The gains and the pains of rapid growth aren't unique to Seattle and Amazon, of course. It's a familiar tale in many cities that find themselves hosting booming industries. So how can we learn from the Seattle/Amazon experience and manage big change in ways that optimize the good while eliminating (or at least minimizing) the bad and the ugly?

Just like the middle school sock hop, the dance between powerful companies and their local governments can be awkward. Corporate officials worry about government stepping on toes and public officials often sacrifice responsiveness to avoid appearing too cozy with their corporate counterparts.
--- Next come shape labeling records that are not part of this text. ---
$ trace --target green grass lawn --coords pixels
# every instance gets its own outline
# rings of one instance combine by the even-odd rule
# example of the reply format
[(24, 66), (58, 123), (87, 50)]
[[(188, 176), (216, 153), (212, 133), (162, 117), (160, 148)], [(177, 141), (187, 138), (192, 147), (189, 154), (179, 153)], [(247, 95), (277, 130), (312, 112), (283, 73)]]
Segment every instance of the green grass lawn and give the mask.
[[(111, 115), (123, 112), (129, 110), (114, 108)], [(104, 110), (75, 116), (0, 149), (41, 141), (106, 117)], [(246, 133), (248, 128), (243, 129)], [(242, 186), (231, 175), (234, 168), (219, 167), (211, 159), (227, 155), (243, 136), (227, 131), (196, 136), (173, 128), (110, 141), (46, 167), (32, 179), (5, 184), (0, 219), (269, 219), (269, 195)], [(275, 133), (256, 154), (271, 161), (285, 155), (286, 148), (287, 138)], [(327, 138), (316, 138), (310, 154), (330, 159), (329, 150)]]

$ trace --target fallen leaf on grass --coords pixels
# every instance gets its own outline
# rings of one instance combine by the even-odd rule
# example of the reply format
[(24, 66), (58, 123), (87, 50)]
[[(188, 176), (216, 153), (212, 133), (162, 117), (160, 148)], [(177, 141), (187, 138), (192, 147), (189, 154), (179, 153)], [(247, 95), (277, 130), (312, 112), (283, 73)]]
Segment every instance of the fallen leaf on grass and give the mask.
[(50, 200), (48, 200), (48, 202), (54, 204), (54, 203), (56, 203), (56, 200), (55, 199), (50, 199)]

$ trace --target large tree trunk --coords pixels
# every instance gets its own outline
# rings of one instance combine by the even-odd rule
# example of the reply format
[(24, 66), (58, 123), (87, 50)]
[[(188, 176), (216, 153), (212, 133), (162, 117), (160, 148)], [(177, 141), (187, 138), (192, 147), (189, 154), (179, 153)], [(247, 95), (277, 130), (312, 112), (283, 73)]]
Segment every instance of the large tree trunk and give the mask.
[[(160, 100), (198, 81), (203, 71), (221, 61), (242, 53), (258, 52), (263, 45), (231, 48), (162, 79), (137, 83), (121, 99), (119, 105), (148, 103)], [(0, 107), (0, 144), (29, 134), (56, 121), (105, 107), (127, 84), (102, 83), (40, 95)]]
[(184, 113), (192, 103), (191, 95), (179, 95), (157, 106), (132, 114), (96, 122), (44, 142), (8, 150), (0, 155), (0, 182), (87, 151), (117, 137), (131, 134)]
But companies and cities can reinvent this partnership and pioneer a new style of collaboration -- a different dance. They can co-create solutions at the intersection of the things they both depend on and care about: clean, affordable and reliable energy and mobility; high-quality, affordable housing for all; and a healthy, diverse and well-trained workforce.

In addition, companies and their host cities can engage deeply with the community -- not just between themselves but also with social-justice advocates and leaders of housing organizations, environmental groups and educational institutions -- to encourage joint problem-solving, transparency and shared ownership.

Like HQ1, the evolution of HQ2 will be complicated and somewhat unpredictable. As companies and host communities approach far-reaching change, three frames can anchor and guide their thinking, conversation and action:

Sustainability: As we design, build and operate our places of business, how can we work together to reduce climate-disrupting pollution? Can we create a low- or no-carbon campus?

Resilience: What can a company do to make its community stronger in the face of climate impacts such as sea-level rise, increased flooding and extreme heat?

Equity: How can companies increase social inclusion and racial equity in their communities? How do we ensure fair distribution of both benefits and costs?

We already know of some actions that can advance these three goals: Locate new buildings in places that maximize opportunities for walking, biking and public transit. Design, build and operate facilities as "living buildings" that generate more energy than they use and store it to provide refuge during grid outages. Make ensuring the preservation and creation of affordable housing a major priority. Work with community-based groups to provide job training to local residents and people of color, and ensure that a significant percentage of HQ2 jobs, from construction to coding, go to those people.

Undoubtedly, Amazon and its HQ2 home can come up with more and better ideas -- if they make the commitment and create the time to do so. Working together, the company, government and community-based organizations can ensure that big changes serve both the here-and-now and the longer-term goals of their shared community.